Every time something good happens to me, I start to question it. I wonder if I really deserve it, if I actually earned it. I remind myself that maybe it’s not meant for me. It’s almost like I can’t just let happiness be. I have to interrogate it, make sure it’s real and that it’s not depression wearing a different mask.
When I catch feelings for someone, I always assume they won’t feel the same. So I throw myself out of the equation before it is even solved. If they do say they feel the same, I question their intentions. Scrutinise their words and actions until I convince myself that there is no possible way they could like me. I am not even sure I like me, so why should they?

When I look at my body, I see something heavy and undeserving. I see a collection of flaws I’ve learned to catalogue better than any museum could. I call it a “den of sloth and undesirability.” I’m afraid to admit it’s mine, afraid to believe that this body that has carried me through so much could actually be worthy of love.
And then there’s the voice in my head, loud and constant. This voice keeps whispering that I’m going to fail anyway. So what’s the point of trying? If it’s all going to fall apart, why build anything at all? I look in the mirror and don’t see kindness, or strength, or potential. I just see someone waiting for everything to go wrong. I am a disciple of Murphy, and his law plays like a constant earworm in my head…everything that can go wrong will go wrong. It’s a catchy tune sometimes
So I run. Before I’m chased. I let go before I can be hurt. I prepare for the worst, always. Call me the doom prepper. I’ve stocked my shelves with every reason not to trust and every memory of being disappointed. I tell myself it’s protection, but it’s really just loneliness with better branding.
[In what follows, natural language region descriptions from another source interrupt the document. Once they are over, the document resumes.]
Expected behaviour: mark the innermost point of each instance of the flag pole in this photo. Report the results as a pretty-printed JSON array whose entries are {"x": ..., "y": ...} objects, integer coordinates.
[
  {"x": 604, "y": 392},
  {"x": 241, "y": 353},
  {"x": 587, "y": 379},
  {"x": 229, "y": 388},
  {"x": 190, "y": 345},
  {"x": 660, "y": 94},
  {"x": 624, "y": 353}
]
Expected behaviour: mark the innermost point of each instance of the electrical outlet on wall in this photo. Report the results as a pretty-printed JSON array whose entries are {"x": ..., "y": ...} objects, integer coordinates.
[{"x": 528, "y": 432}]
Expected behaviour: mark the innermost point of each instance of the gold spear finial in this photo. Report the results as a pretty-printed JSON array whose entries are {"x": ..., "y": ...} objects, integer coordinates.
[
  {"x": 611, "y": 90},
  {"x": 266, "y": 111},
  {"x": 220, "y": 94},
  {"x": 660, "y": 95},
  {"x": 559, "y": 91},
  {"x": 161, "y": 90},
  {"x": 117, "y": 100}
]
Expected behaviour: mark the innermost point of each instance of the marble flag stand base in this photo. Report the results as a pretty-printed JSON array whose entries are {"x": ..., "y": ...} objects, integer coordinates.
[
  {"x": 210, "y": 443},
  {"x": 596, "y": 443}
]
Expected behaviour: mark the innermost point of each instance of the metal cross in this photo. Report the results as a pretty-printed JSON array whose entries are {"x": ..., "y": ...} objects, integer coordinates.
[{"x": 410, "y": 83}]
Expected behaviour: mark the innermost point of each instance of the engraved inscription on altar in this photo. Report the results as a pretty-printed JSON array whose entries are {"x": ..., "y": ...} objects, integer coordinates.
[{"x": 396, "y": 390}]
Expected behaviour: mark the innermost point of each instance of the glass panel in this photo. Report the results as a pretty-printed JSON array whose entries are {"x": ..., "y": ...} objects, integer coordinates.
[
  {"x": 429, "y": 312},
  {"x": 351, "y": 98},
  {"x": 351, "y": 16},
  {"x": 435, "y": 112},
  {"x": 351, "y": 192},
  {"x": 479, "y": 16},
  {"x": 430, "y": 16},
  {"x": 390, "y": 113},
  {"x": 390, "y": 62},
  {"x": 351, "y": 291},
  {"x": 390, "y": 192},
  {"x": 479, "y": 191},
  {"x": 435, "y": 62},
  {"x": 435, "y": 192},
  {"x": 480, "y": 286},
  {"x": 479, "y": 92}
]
Still, there are moments. Little flickers. A spark of warmth that catches me off guard. Someone smiles and means it. A nice but crazy man on a plane, who doesn’t know me from Adam, tells me that I am really pretty, and he has no reason to. And he has no reason to lie. Something I create actually works. My words are beautiful and inspire. And those moments, for just a second, I feel life pressing gently into my hands, offering itself up. And yet, I pull away. Because I know — or I think I know — that it won’t last. That it’s safer not to hold on too tightly. Everything is like sand in your hands, it slips away.
Then I start asking myself the same questions again: Why am I like this? Why do I push away everything good? Why do I wait for things to break before they’ve even begun? Why do I always expect to fail? Why do I hate me?
I think, deep down, it’s because hating myself feels familiar. It’s predictable. If I convince myself I’m unworthy, then rejection doesn’t sting as much. If I don’t hope for too much, I can’t be disappointed when it slips away. It’s like I’d rather build a cage I understand than step into the open air and risk getting hurt again.

But there’s a tiny part of me, the quietest part, that doesn’t want to live this way anymore. The part that still reaches for light even when it burns. The part that still wonders if I could learn to stay, to trust, to believe I might be deserving after all.
Maybe that’s where healing begins, not in the perfect acceptance of myself, but in the simple act of still asking why. Because asking means I haven’t given up. It means there’s a part of me that still trying, still hoping to see myself the way others might. Maybe one day, I won’t have to ask why I hate me. Maybe one day, I’ll finally learn how to love me instead.